Nefret cinayetlerinin önüne geçmek için nefret suçları yasası talep eden translar açısından İç Güvenlik Yasası ciddi bir tehdit anlamına geliyor. Gerek Kabahatler Kanunu gerekse kolluk kuvvetlerinin keyfi gözaltıları ve işkenceye varan uygulamaları dolayısıyla ciddi sorunlar yaşayan transların haklarını korumak bir yana dursun yaşam alanları bile devlet eliyle yok ediliyor. Darbe döneminde trenlere bindirilip İstanbul dışına gönderilen LGBTİ’ler, bugün AKP iktidarı tarafından kentsel dönüşüm adı altında şehir dışına itiliyorlar. Ülker Sokak’ta, Eryaman’da, Avcılar Meis Sitesi’nde, Tarlabaşı’nda, Harbiye’de, Bayram Sokak’ta kentsel dönüşümün mağduru olan, öldürülen translar gettolarda değil kentin tamamında yaşamak istiyorlar.
Aslına bakarsanız transfobinin, cinsiyetçilik ve homofobi ile ayrılamayacak kadar köklü bir ilişkisi bulunuyor. Bu nedenle transfobi ile mücadele etmek aynı zamanda homofobi ve cinsiyetçilikle mücadele etmek anlamına da geliyor. Gelin yürüyüşe hep birlikte gidelim ve kapitalizme, erkekliğe, cinsiyetçiliğe, homofobiye, transfobiye, milliyetçiliğe ve militarizme karşı mücadeleyi büyütelim.
Transların sokaklarda özgürce yürüme hakları ellerinden alınıyor, gündüzlerden uzaklaştırılıp gecelere mahkûm ediliyorlar.

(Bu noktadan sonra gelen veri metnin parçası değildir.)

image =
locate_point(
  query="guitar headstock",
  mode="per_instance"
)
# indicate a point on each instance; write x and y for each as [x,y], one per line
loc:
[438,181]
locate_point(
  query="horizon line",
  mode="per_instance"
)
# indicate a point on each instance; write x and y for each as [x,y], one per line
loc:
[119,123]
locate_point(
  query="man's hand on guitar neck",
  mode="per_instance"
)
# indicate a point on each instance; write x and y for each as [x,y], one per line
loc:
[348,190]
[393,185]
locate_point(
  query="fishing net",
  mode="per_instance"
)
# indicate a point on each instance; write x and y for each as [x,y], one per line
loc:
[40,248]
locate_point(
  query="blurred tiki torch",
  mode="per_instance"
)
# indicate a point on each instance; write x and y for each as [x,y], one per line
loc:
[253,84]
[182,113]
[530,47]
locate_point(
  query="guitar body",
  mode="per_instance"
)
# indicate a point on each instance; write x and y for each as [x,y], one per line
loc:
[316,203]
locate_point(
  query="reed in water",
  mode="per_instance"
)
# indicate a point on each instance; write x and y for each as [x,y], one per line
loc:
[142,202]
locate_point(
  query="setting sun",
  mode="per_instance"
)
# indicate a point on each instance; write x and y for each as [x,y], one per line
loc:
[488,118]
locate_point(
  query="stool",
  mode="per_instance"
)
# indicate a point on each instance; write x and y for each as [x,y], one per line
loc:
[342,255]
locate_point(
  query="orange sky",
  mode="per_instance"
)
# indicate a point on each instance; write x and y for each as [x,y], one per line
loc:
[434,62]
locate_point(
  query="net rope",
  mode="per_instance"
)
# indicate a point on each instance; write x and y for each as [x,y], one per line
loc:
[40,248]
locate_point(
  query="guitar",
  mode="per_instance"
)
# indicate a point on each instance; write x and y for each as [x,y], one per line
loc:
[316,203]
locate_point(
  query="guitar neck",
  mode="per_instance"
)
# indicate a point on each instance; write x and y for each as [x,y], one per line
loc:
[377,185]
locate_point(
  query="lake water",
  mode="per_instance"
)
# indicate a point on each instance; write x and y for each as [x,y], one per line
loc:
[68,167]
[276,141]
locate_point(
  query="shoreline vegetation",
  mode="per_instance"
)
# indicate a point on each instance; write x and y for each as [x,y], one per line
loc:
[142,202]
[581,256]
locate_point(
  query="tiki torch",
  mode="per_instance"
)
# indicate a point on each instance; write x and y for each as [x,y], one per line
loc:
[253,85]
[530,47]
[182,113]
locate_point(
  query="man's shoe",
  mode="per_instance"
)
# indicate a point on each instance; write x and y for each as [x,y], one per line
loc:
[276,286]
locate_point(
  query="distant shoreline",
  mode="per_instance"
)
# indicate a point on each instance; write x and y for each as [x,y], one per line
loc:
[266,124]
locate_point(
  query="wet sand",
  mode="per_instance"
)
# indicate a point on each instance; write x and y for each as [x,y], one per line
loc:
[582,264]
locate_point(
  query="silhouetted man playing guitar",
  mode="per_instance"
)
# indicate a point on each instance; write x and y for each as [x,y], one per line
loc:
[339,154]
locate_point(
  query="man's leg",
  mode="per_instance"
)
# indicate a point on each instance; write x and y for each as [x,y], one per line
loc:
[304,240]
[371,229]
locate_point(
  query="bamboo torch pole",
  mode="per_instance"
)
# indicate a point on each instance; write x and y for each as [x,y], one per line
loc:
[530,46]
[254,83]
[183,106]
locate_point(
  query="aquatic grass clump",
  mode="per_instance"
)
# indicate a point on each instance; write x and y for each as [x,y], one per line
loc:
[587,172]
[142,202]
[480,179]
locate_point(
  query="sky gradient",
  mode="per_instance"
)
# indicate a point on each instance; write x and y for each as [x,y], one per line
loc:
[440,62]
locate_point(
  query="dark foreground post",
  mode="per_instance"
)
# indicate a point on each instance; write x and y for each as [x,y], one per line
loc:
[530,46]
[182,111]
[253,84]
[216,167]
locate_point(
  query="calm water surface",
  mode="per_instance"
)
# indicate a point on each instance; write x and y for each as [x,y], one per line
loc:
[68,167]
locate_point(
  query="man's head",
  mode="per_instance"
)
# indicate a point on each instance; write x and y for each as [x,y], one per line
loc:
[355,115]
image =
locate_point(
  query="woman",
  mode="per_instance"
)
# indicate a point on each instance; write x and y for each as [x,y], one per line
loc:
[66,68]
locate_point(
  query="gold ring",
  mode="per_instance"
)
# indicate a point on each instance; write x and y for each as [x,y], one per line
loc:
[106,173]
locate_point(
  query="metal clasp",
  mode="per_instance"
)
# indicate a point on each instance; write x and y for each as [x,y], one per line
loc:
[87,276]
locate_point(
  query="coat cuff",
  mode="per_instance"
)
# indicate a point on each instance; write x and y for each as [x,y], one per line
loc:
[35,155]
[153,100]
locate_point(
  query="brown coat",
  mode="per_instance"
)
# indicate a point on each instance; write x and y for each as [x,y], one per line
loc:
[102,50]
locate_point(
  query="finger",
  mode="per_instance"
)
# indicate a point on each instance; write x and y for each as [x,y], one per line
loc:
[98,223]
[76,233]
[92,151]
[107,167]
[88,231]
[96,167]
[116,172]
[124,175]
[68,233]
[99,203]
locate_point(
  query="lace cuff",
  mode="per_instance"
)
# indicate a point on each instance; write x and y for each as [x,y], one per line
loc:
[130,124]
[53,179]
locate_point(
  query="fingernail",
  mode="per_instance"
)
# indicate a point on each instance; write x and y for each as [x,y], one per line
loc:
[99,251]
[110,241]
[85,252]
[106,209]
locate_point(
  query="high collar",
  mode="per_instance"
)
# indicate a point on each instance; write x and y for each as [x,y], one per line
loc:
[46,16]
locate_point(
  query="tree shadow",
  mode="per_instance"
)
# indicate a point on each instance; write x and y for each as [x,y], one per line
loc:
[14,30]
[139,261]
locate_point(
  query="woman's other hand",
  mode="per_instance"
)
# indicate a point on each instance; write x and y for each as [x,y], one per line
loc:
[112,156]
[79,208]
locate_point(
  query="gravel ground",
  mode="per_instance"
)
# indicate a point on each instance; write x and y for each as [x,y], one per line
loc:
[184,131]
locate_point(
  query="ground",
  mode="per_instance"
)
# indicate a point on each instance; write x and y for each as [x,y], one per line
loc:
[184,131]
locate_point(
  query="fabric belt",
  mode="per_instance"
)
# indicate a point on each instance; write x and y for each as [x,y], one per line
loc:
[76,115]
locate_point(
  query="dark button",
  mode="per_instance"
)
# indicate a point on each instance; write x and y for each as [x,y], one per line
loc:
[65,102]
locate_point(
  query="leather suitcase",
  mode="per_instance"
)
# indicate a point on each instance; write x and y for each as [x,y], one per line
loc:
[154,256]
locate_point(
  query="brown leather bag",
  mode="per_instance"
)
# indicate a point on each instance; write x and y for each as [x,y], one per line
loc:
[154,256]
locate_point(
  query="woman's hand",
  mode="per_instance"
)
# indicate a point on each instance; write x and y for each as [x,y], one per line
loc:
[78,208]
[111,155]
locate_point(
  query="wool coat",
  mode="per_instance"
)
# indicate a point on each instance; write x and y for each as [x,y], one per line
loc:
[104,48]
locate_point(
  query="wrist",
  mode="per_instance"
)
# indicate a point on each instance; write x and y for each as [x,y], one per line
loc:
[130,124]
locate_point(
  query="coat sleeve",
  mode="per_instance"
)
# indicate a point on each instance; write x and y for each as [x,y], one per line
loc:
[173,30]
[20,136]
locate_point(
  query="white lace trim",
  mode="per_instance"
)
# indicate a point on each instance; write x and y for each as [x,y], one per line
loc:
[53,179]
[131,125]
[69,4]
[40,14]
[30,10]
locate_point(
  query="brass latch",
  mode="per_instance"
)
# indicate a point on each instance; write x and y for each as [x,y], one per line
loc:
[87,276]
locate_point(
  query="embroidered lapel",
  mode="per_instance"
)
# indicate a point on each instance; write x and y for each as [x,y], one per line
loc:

Eğitim, barınma, sağlık, çalışma ve yaşama gibi en temel insan haklarından mahrum bırakılıyorlar.
Devletin ve toplumun katlanarak artan şiddetine maruz kalıyorlar.
Kendileri olmanın bedelini bazen bedenlerinde, bazen de ruhlarına açılan derin yaralarla ödüyorlar.
Kimi zaman sokakta yürümek bile külfet onlar için, çünkü medyaya marjinal, şiddet yanlısı, sapkın, sapık, hasta olarak yansıtılıyorlar.
Trans kadınlar bindikleri taksinin şoförlerinden yemek yedikleri restoranın garsonlarına kadar pek çok kişiden fiziksel ve psikolojik şiddet görüyorlar.
Memleketlerinden İstanbul’a göç etmek zorunda kalıyorlar. Çünkü burada kaybolma şansları var, orada yaşama şansları yok!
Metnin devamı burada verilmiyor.